In the beginning, more than 13 billion years ago, the Universe was an undifferentiated soup of three simple, single-atom elements. The stars would only form 100 million years later.
But 100,000 years after the Big Bang, the first molecule, an unlikely marriage of helium and hydrogen, known as hydro-helium ion, or HeH +, appeared.
"It was the beginning of chemistry," said David Neufeld, a professor at Johns Hopkins University and a co-author of a study published on Wednesday detailing how – after a decades-long search – scientists finally detected that elusive molecule in space.
"The formation of HeH + was the first step on a path of increasing complexity in the Universe," a change as important as that of single cell life to multicellular life on Earth, he told AFP.
Theoretical models have long convinced astrophysicists that HeH + came first, followed – in a precise order – by a parade of other increasingly complex and heavy molecules.
HeH + was also studied in the laboratory as early as 1925.
But the HeH + detected in its natural habitat remained beyond the reach of the scientists.

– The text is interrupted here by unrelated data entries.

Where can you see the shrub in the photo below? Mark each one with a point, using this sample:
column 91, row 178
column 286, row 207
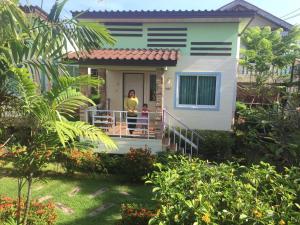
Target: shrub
column 81, row 161
column 39, row 214
column 133, row 214
column 197, row 192
column 113, row 164
column 137, row 163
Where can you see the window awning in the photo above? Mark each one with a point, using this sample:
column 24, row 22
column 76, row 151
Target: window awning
column 127, row 57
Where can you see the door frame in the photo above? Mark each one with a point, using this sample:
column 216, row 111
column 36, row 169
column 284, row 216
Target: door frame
column 123, row 85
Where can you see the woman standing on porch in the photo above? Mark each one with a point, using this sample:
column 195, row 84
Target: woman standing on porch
column 130, row 105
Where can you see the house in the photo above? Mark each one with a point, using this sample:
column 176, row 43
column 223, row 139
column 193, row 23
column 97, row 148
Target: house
column 262, row 18
column 183, row 64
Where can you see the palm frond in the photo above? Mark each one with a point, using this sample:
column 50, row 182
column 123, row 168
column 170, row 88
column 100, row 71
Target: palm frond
column 68, row 130
column 69, row 100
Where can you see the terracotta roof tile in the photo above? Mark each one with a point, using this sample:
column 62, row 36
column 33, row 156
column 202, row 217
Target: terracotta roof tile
column 128, row 54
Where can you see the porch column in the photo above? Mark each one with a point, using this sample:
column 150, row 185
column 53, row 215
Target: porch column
column 159, row 103
column 86, row 91
column 102, row 88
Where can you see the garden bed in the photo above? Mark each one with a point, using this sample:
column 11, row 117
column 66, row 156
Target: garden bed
column 81, row 199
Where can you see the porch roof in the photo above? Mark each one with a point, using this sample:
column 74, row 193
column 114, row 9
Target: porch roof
column 143, row 57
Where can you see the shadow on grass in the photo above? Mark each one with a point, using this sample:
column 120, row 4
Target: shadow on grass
column 60, row 184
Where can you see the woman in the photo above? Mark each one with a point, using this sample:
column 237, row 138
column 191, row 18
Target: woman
column 130, row 105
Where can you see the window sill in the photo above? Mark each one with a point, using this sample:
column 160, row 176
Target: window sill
column 200, row 108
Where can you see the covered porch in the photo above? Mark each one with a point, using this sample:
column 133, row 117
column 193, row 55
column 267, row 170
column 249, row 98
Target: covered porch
column 123, row 70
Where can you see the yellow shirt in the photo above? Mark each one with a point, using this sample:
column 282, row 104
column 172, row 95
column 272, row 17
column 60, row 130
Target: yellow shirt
column 130, row 105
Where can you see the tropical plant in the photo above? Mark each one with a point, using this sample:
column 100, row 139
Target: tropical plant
column 199, row 193
column 265, row 52
column 33, row 124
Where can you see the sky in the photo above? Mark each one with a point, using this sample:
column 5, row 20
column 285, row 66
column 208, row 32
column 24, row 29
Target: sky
column 278, row 8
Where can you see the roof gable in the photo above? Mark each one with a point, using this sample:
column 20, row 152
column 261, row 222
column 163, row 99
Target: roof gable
column 241, row 5
column 162, row 14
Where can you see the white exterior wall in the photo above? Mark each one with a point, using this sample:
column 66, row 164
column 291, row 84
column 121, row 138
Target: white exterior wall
column 220, row 119
column 114, row 87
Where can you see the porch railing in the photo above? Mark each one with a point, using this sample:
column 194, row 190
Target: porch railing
column 119, row 123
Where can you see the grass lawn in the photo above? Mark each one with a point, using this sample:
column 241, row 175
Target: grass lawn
column 59, row 186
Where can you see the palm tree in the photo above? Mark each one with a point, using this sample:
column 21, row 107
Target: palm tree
column 41, row 122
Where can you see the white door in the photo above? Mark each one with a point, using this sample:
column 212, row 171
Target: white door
column 134, row 81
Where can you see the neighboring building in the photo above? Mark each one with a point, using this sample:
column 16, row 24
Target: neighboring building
column 182, row 61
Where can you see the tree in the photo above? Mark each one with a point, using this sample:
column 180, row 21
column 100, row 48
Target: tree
column 265, row 48
column 33, row 124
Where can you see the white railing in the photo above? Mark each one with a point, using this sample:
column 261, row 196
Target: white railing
column 119, row 123
column 245, row 71
column 177, row 135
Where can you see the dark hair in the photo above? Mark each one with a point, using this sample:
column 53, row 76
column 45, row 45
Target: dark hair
column 129, row 93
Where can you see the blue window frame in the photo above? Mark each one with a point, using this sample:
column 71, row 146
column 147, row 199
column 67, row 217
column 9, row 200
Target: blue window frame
column 198, row 90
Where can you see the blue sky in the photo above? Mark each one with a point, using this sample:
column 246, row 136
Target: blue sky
column 277, row 7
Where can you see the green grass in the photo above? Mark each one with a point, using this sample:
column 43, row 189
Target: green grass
column 60, row 185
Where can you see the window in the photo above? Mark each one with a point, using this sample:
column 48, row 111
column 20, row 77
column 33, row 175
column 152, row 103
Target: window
column 198, row 90
column 152, row 87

"The lack of definitive proof of its existence in interstellar space has been a dilemma for astronomy for a long time," said lead author Rolf Gusten, a scientist at the Max Planck Institute for Radio Astronomy in Bonn.
The researchers knew where to look.
As early as the 1970s, the models suggested that HeH + should exist in significant quantities in the glowing gases ejected by the death of stars similar to the Sun, which created conditions similar to those found in the primordial Universe.
– A fragile molecule –
The problem was that the electromagnetic waves emitted by the molecule were in a distant-infrared range – nullified by the earth's atmosphere and therefore undetectable from the ground.
Thus, NASA and the German Aerospace Center joined forces to create an aerial observatory with three main components: a huge 2.7-meter telescope, an infrared spectrometer and a Boeing 747 large enough to carry them.
From a cruising altitude of almost 14,000 meters, the Stratospheric Infrared Astronomy Observatory, or SOFIA, avoided 85% of the atmospheric "noise" of terrestrial telescopes.
Data from a series of three flights in May 2016 contained the molecular evidence that scientists have long sought, intertwined in the planetary nebula NGC 7027, about 3,000 light-years away.
"The discovery of HeH + is a dramatic and beautiful demonstration of the tendency of nature to form molecules," said Neufeld.
In this case, it did so despite unfavorable circumstances.
Although temperatures in the young universe dropped rapidly after the Big Bang, they were still close to 4,000 degrees Celsius, a hostile environment for molecular binding.
In addition, helium – a "noble" gas – has a very low propensity to form molecules, "explained Neufeld.
Its union with ionized hydrogen was fragile, and did not persist for long, having been replaced by progressively more robust and complex molecular bonds.
Heavier elements such as carbon, oxygen, and nitrogen – and the many molecules they originated – were formed later by the nuclear reactions that take place in the stars.